The Talmud (Kiddushin 30b) says, “(said G-d): I created the yetzer hara – (the desire for illicit relations) – and I created the Torah as its antidote.

Interestingly, the word for antidote – tavlin – can also be translated as “spice.” The Torah is the “spice of life.” When food lacks taste, quantity substitutes for quality, and we eat more in the vain search for satisfaction. The Torah puts spice into marriage, and in the vast majority of cases this prevents the mistaken search for illicit recreational excursions outside its hallowed boundaries.

My sister (a”h) used to say, “Sex is the screen-saver that comes on in a man’s mind when it’s unoccupied.”

Lord Acton said, “Power tends to corrupt and absolute power tends to corrupt absolutely.” The Ghengis Khans of today ride around Hollywood not on horseback, but in limos.

The more powerful a Jew without Torah is, the more likely he is to fall prey his yetzer hara and the easy pickings that surround him. Don’t get me wrong. I am in no way condoning the disgusting behavior of the moguls of Hollywood and Washington, or London for that matter. But without Torah a man’s “screen-saver” will flash across his mind given even minimal visual stimulation — let alone the un-dress code of the typical Hollywood starlet.

While society at large espouses standards of immodesty and fraternization between the sexes, is it any wonder that #MeToo scandals continue to appear with almost boring regularity?

Many is the time when I demur from shaking a lady’s hand, and try to finesse the moment by saying, “Please excuse me but my wife does my shaking for me.” Gila Manolson in her book “The Magic Touch” tells of an interesting experiment back in the days of “call phones”. The subject of the experiment was asked for a dime to make a phone call by the experimenter.

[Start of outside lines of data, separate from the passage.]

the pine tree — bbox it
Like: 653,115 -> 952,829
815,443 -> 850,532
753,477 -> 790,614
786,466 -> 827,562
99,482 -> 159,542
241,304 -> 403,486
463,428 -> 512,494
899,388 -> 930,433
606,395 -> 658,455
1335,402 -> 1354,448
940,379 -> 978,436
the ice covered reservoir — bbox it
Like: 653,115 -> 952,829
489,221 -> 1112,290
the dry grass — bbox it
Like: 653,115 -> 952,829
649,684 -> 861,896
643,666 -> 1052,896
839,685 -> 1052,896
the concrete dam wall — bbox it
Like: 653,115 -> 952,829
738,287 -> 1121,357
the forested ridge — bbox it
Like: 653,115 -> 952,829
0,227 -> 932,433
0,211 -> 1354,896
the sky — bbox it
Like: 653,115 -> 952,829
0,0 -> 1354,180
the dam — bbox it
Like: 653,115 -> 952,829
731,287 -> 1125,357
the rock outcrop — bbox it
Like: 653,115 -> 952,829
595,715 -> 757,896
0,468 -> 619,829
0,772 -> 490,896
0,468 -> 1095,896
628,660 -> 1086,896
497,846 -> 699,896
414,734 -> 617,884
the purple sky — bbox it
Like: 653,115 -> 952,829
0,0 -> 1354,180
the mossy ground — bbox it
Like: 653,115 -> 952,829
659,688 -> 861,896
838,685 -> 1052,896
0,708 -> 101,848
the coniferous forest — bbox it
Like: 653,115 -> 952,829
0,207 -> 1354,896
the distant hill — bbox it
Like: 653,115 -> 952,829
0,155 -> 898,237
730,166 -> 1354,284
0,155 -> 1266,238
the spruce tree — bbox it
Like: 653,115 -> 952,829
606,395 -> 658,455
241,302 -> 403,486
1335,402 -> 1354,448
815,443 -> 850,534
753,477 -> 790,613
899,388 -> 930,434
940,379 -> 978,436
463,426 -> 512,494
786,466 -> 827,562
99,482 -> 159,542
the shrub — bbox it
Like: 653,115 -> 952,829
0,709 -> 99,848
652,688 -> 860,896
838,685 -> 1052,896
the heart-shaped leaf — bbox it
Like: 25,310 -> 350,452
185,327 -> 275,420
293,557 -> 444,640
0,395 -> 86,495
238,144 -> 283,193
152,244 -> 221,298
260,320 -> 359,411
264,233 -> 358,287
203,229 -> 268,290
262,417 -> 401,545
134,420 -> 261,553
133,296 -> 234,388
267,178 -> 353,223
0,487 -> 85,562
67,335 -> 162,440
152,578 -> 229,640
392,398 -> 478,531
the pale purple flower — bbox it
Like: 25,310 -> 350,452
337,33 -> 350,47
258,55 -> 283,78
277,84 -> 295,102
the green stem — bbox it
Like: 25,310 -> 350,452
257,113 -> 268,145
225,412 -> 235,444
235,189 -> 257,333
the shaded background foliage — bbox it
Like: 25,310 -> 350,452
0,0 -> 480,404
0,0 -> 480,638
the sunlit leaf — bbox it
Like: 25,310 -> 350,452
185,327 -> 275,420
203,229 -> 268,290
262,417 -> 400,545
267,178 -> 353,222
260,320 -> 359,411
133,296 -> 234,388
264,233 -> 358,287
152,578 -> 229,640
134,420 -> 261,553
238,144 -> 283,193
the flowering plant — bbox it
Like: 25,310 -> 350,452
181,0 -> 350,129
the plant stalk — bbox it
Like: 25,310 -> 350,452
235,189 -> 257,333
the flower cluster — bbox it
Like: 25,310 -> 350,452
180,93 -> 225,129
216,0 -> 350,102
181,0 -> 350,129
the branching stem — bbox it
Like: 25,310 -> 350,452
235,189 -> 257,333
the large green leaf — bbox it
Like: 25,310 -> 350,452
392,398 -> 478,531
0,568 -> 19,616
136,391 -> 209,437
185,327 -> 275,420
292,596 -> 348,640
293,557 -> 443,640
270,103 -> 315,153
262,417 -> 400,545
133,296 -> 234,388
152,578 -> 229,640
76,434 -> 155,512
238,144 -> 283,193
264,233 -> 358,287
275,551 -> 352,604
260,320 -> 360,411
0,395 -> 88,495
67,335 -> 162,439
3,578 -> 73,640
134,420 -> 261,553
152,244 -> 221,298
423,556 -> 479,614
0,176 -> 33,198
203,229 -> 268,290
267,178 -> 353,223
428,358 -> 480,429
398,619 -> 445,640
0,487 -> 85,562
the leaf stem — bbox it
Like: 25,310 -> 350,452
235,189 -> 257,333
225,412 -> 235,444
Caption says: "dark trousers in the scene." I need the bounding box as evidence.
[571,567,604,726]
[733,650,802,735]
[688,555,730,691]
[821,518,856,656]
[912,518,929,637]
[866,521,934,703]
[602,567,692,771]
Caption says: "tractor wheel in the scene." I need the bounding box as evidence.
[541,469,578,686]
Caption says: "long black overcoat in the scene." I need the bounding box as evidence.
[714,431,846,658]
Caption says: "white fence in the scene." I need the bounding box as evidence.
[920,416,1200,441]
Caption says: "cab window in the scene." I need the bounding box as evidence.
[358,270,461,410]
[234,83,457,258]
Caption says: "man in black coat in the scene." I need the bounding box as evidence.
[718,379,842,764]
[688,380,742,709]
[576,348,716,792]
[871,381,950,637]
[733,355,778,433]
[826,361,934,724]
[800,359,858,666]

If the experimenter touched the arm of the subject of the experiment, it turned out that he was far more likely to give him a dime. Touch is magic. And thus, Jewish Law goes to great — and to the mind of some — absurd lengths to nip any incipient inappropriate feelings in the bud.

If a woman wishes to be treated with the respect that she deserves, she could well take a page out of the book of the “Jewish Woman of Valor”.